Is there a way to set all registers to 0? (without explicitly assigning them val

Started by starsiege, March 30, 2009, 05:36:22 PM

Previous topic - Next topic

BlackVortex

@herge
If you tried the snippet that says "lingo second use" it was supposed to fail. That's what JJ was proving, hehe

lingo

"That's what JJ was proving"

JJ posted wrong code (mov eax, offset Null8+8*4),
my code is shortest and OK to run  once because no need to "works repeatedly"... :lol
As you can see his level is to "improve" add eax, 1 with inc eax (see above) :lol
JJ's competitor will be tetsu-jp who invented strlen with "SCASW, SCASD, and SCASQ" :lol

jj2007

Quote from: lingo on April 04, 2009, 08:12:57 AM
JJ posted wrong code (mov eax, offset Null8+8*4)
What's wrong with that code? It works, in contrast to yours ::)

Quote
my code is shortest and OK to run  once because no need to "works repeatedly"... :lol
44 bytes? You are kidding :bg

Quote
As you can see his level is to "improve" add eax, 1 with inc eax (see above) :lol

inc is shorter and equally fast on modern CPUs :green

Quote from: lingo on March 14, 2009, 02:16:44 PM
Who makes code optimization for archaic CPUs?  IMO sick people... :lol

lingo

"What's wrong with that code? It works,..."

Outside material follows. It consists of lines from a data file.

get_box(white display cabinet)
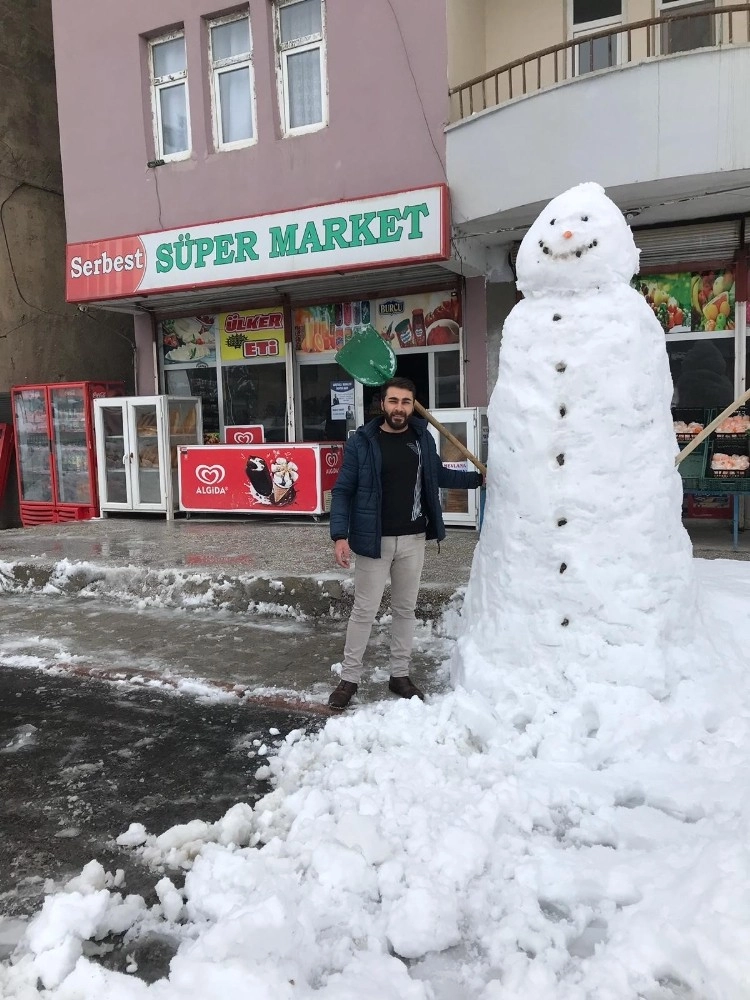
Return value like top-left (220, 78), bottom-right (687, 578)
top-left (428, 407), bottom-right (487, 528)
top-left (93, 395), bottom-right (202, 519)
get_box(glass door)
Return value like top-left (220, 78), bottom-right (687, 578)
top-left (50, 386), bottom-right (92, 506)
top-left (13, 388), bottom-right (53, 503)
top-left (128, 401), bottom-right (166, 509)
top-left (94, 401), bottom-right (131, 508)
top-left (428, 408), bottom-right (480, 527)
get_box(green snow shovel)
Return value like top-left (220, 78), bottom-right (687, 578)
top-left (335, 326), bottom-right (487, 477)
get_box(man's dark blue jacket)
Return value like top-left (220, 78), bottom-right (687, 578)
top-left (330, 416), bottom-right (483, 559)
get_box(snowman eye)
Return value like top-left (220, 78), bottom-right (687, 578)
top-left (550, 218), bottom-right (556, 225)
top-left (581, 215), bottom-right (589, 222)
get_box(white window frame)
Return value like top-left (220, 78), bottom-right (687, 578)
top-left (274, 0), bottom-right (328, 137)
top-left (657, 0), bottom-right (717, 55)
top-left (149, 30), bottom-right (191, 162)
top-left (569, 2), bottom-right (623, 77)
top-left (208, 11), bottom-right (257, 152)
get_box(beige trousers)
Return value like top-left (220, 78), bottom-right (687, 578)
top-left (340, 534), bottom-right (427, 684)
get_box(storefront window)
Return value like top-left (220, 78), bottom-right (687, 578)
top-left (435, 351), bottom-right (461, 407)
top-left (294, 289), bottom-right (462, 429)
top-left (165, 367), bottom-right (220, 442)
top-left (222, 365), bottom-right (287, 442)
top-left (668, 339), bottom-right (735, 410)
top-left (299, 363), bottom-right (353, 441)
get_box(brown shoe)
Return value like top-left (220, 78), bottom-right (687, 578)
top-left (328, 680), bottom-right (357, 709)
top-left (388, 676), bottom-right (425, 701)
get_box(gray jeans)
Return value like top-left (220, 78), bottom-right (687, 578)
top-left (340, 534), bottom-right (427, 684)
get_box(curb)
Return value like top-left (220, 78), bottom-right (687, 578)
top-left (0, 558), bottom-right (460, 620)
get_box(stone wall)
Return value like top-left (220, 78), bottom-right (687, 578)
top-left (0, 0), bottom-right (135, 394)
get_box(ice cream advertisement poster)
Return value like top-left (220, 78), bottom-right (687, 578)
top-left (160, 315), bottom-right (217, 366)
top-left (180, 447), bottom-right (318, 512)
top-left (218, 308), bottom-right (286, 362)
top-left (633, 270), bottom-right (735, 334)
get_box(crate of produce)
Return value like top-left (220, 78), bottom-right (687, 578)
top-left (672, 407), bottom-right (712, 444)
top-left (713, 408), bottom-right (750, 448)
top-left (707, 441), bottom-right (750, 479)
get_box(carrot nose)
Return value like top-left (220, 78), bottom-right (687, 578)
top-left (563, 230), bottom-right (574, 240)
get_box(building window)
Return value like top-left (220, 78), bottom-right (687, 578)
top-left (208, 13), bottom-right (256, 149)
top-left (660, 0), bottom-right (715, 55)
top-left (571, 0), bottom-right (622, 76)
top-left (149, 31), bottom-right (190, 159)
top-left (274, 0), bottom-right (327, 135)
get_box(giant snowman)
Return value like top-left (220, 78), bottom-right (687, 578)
top-left (453, 183), bottom-right (697, 700)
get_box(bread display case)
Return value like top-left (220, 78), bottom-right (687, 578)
top-left (93, 395), bottom-right (202, 519)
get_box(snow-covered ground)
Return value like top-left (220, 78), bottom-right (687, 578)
top-left (0, 556), bottom-right (748, 999)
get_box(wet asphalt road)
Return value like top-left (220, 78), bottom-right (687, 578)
top-left (0, 665), bottom-right (320, 927)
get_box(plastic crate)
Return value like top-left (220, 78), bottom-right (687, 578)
top-left (705, 440), bottom-right (750, 487)
top-left (713, 407), bottom-right (750, 448)
top-left (673, 407), bottom-right (713, 444)
top-left (678, 439), bottom-right (707, 488)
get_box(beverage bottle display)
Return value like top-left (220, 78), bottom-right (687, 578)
top-left (360, 300), bottom-right (371, 324)
top-left (334, 303), bottom-right (344, 327)
top-left (412, 309), bottom-right (427, 347)
top-left (343, 302), bottom-right (352, 326)
top-left (352, 301), bottom-right (361, 326)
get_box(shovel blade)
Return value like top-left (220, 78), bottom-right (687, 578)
top-left (335, 326), bottom-right (397, 387)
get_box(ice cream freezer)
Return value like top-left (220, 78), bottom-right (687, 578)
top-left (178, 442), bottom-right (344, 515)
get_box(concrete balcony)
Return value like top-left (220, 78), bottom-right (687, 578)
top-left (447, 5), bottom-right (750, 239)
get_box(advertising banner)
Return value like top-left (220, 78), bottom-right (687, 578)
top-left (179, 444), bottom-right (343, 514)
top-left (66, 186), bottom-right (448, 303)
top-left (218, 308), bottom-right (286, 362)
top-left (294, 290), bottom-right (461, 355)
top-left (160, 315), bottom-right (217, 366)
top-left (371, 290), bottom-right (461, 350)
top-left (633, 270), bottom-right (735, 333)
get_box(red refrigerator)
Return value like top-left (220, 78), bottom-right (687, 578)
top-left (12, 381), bottom-right (123, 527)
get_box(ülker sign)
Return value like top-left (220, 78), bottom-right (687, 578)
top-left (66, 186), bottom-right (448, 303)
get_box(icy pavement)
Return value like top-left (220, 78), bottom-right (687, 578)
top-left (0, 593), bottom-right (453, 708)
top-left (0, 558), bottom-right (748, 998)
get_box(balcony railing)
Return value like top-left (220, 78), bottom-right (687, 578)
top-left (449, 3), bottom-right (750, 122)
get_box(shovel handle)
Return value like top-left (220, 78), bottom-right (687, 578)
top-left (675, 386), bottom-right (750, 466)
top-left (413, 401), bottom-right (487, 477)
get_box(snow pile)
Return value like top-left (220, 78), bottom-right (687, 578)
top-left (3, 558), bottom-right (750, 999)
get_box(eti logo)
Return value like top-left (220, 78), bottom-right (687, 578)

Remember: When Lingo say your code is buggy IT IS BUGGY...
because Lingo is rational rather than emotional like you...
Due to we are in "The Campus" I'll try to explain your childish error:

.data?
Null8 dd ?, ?, ?, ?, ?, ?, ?, ?, ? ; 9*4=36 bytes
hWnd dd ?
....... dd ?
....... dd ?
hMem dd ?                 ; next 8*4=32 bytes

.code
mov eax, offset Null8+8*4    ; eax->dword ptr [hWnd-4]
mov [eax+32], esp ; you save esp in hMem variable
               ; and that is WRONG
               ; because you work with memory after hWnd
Should be:
mov eax, offset Null8    ; eax->dword ptr [Null8]
mov [eax+32], esp ; you save esp in dword ptr [hWnd-4] variable


"..in contrast to yours"

I'll repeat: my code works OK once because no need to "works repeatedly"
If YOU include it in YOUR test program without knowledge how to use it
I am not guilty about YOUR stupidity...

"44 bytes? You are kidding"

I'll repeat: my code is shortest (just 8 bytes) because when I say CODE
I understand all stuff in .code section rather than in .code plus .data section...and I am not guilty about such stupidity again...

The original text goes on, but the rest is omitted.